By any measurement, the woman caught in adultery was condemned, but the God of the universe did, by his own singular will, not condemn her. And by this act, she was set free. Today, the modern secular world attempts to deliver an evangelion. It tries to be the good news for people trapped in darkness. It tries to say to the woman caught in adultery, “Hey, what you were doing is not wrong. You are free to express yourself however you feel you need to. Your body is yours to do absolutely anything with. It’s beautiful. Your choices, every last one of them, are fabulous. Just listen to your heart and know you are total awesome sauce!” It knows that what the world needs is a gospel, and so it gives them one – a gospel of antinomianism – no rules, “imagine no religion”, etc. “This is what will set you free” it boldly proclaims.

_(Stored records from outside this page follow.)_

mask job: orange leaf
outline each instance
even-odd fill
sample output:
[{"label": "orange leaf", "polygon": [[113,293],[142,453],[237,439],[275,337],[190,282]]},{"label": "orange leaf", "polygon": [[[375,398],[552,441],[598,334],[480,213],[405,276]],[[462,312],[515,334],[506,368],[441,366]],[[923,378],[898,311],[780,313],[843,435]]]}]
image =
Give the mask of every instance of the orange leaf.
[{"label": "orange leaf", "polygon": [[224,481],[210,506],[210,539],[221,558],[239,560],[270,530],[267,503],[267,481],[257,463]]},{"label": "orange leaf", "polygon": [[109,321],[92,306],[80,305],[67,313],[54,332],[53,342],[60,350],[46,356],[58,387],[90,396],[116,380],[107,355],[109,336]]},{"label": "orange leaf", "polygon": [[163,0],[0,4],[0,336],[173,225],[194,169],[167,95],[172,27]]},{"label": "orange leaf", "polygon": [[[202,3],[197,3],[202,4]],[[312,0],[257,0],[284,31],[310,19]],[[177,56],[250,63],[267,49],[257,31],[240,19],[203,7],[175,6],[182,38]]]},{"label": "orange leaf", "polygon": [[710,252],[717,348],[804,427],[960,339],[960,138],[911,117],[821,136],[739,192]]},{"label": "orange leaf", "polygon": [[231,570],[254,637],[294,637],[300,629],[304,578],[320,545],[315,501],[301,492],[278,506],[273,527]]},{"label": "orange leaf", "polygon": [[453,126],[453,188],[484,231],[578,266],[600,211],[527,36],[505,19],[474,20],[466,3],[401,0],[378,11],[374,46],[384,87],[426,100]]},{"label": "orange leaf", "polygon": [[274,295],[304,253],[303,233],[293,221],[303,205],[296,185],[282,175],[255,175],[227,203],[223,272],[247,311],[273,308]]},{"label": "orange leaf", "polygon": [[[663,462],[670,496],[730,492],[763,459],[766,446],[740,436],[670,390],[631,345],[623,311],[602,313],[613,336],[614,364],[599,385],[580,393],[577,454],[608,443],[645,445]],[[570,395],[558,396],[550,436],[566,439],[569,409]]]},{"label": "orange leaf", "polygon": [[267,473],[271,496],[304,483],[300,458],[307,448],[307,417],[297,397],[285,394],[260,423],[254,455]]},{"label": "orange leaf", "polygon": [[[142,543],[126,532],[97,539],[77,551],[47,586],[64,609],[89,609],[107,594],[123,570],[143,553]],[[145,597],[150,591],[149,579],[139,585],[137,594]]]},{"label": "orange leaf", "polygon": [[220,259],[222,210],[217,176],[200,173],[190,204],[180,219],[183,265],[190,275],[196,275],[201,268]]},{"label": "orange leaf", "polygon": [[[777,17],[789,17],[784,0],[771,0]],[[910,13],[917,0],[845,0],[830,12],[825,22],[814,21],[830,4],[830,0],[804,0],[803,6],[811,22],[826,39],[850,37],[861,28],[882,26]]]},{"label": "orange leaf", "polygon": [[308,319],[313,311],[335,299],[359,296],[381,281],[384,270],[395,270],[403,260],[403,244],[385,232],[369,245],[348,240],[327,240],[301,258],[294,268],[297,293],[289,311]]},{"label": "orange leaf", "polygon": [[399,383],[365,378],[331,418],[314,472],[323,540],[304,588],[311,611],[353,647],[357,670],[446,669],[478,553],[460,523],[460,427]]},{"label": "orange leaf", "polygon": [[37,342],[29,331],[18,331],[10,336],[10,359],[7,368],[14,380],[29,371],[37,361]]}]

But it doesn’t work. Our heart is attuned to the subatomic rhythms of the universe even when we explain them away with our minds. There is light and there is darkness. There is beauty and there is real ugliness. There is right and there is wrong. And we are wallowing in the wrong, each in our own way. Painting the darkness with a layer of white paint and celebrating looks wonderful, for a grand total of five whole minutes. But our heart knows otherwise.

Our Lord and Savior on the other hand, doesn’t bother with the can of paint. He calls a spade a spade. He NAMES thing as they truly are. He knows that we are broken, busted, fallen, depraved, and wicked. But then he says: “I don’t condemn you. I put you to sleep when it’s your turn to walk through the blood. I walk through it for you. You don’t vocalize your desire for forgiveness in a nice clean-cut way? Well, I’m going to forgive you anyway. Here you go. I don’t condemn you. I love you. Go and sin no more. See you ’round!”

So what else is there to say about all this? Rejoice! You have a savior.


(Disclosure: Reading Brennan Manning’s treatment of John 8 is what caused me to write this reflection.)